The Hindu Newspaper Analysis – 02 March 2021

The Future of JCPOA

  • The JCPOA or the Joint Comprehensive Plan of Action also called as Iran Nuclear Deal or P5+1 seemed to be shelved under the Trump regime as the former president had discarded the same and continued to impose sanctions on Iran.
  • The JCPOA or the P5+1 was a result of negotiations from 2013 to 2015 between Iran and P5+1 nations, namely,
    • China
    • France
    • Germany
    • Russia
    • UK
    • USA
    • European Union
  • With this the deal came into existence and Iran agreed to put a hold on its nuclear enrichment program or production of any nuclear weapons in return to lift of the sanctions imposed on it by the USA and others, also allowed the inspection by IAEA or the International Atomic Energy Agency.
  • USA was under the Obama regime and was greatly aided by Oman in this diplomatic outcome for the USA.
  • But with the incoming of Trump, the scenario seemed to topple and the scenario returned to the pre-Nuclear deal time and Iran seemed to be very agitated and returned to the maximum resistance strategy against the USA.
  • Iran went on to pursue its interests in the nuclear field as it was subjected to sanctions and others. Later we saw the death of Gen. Qasem Soleiman of the IRCGC that seemed to shake the roots of Iran. The sanctions of the USA also affected various capacities of Iran in banking, finance, energy, shipping among others.
  • This was followed by the incoming of COVID 19 where Iran saw a huge rise in infections up to 1.6 million and over 60000 deaths. The economy of Iran contracted by 7% and they also saw that the Natanz nuclear facility was subject to accidents.
  • Post this, a senior nuclear scientist, Mohsen Fakhrizadeh died in a terror attack even then Iran continued it nuclear enrichment and looked increasingly agitated at how things went by and the problems surrounded it. This could have been the time where Iran would move in any manner and take any offensive stance.
  • Trump’s policy though sobered the reactions of Saudi and Israel but it wasn’t suited for the growth of long-term geopolitics of the region.
  • At this point the E3 which included Germany, France, and UK continued their negotiations with Iran even though the USA didn’t and this kept the appetite of Iran for talks quite open; now when Biden seems to bring Iran to the negotiating table, its appetite needs to grow and space has to be made further.
  • Biden administration has done a good thing by appointing Robert Malley as a special envoy of the USA for Iran, further we would see collaboration vis a vis COVID 19 and the vaccines.
  • This would well result in a diplomatic summit on the line of the Al UIa Summit and coming together of the nations to bring back Iran and give it a legitimate place and not treat it like a menacing angle of the world geopolitics.
  • Iran needs to cooperate in this regard and refrain from any nuclear brinkmanship as well.

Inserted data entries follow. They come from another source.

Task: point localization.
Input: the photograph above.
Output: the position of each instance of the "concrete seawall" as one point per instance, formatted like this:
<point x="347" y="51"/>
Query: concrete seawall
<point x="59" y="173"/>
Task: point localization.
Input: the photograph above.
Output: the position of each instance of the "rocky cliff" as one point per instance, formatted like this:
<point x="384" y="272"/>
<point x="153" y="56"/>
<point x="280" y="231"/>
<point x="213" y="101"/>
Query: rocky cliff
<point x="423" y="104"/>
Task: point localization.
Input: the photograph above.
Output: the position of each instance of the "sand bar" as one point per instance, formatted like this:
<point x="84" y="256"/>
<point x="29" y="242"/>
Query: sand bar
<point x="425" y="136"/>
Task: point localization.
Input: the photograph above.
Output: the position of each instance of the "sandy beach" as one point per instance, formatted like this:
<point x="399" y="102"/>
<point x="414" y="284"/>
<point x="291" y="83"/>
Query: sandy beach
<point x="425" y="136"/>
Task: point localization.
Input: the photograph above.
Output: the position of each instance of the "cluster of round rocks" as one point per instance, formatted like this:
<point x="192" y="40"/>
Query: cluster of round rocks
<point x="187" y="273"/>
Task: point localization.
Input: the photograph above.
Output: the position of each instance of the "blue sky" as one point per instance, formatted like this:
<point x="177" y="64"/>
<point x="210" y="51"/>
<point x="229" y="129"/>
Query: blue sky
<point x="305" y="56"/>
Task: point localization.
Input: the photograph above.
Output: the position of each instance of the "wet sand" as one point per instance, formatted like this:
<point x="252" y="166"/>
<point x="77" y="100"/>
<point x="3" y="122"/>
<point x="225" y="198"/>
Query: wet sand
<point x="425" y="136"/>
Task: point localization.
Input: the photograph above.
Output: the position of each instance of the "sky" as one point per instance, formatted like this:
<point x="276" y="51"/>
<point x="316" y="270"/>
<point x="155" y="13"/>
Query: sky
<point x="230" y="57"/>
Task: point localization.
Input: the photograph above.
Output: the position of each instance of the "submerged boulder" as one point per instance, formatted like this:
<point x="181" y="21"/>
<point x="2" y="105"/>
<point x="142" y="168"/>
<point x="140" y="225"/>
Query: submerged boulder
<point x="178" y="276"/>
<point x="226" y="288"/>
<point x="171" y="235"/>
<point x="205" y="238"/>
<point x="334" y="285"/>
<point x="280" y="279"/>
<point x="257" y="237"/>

Several countries, one among which is Belgium will have an opportunity to take the lead in this aspect.

Collegium and Interference

  • The author speaks about the wrongs that have been taking place with the judicial system and the factors that have come into play.
  • He goes on to point out the first aspect about the former Chief Justice of India, Ranjan Gogoi who was charged with allegations of Sexual Harassment but he was able to make his way out of it by instituting Suo moto proceedings despite being the prime accused, he presided over the same and delivered the verdict as well.
  • Then he speaks about former CJI Gogoi who was among those judges who alleged former CJI Deepak Mishra was making use of Master of the Roster power to his advantage and allocating cases to the benches according to his whims and fancies but when it came to his own regime, he did the same thing but taking under his ambit cases related to Ayodhya, Rafale among others.
  • Where we would criticize leaders like Prime Minister Indira Gandhi for her interference with the judiciary vis a vis punitive transfer of the judges and superseding judges for the appointment of the CJI, but this is what is precisely happening now.
  • The collegium system thus formed after the Indira Gandhi regime to avoid interference of the executive in the judiciary hasn’t been exactly successful, as the author quotes two issues that are taking place even today in this regard.
  • The post-retirement job of CJI Gogoi shows an important issue and the other is the CJI’s privilege in the allocation of cases as the Master of the Roster goes.
  • The solutions to this can be that there should be a cooling-off period post-retirement and getting a post-retirement appointment and then for the master of the roster controversy there needs to be diversification and this should be beyond the CJIs exclusive jurisdiction and discretion.
  • Hence, this will be one of the methods through which we will be able to avoid the interference of the Executive in the judiciary and make the judiciary free and fair.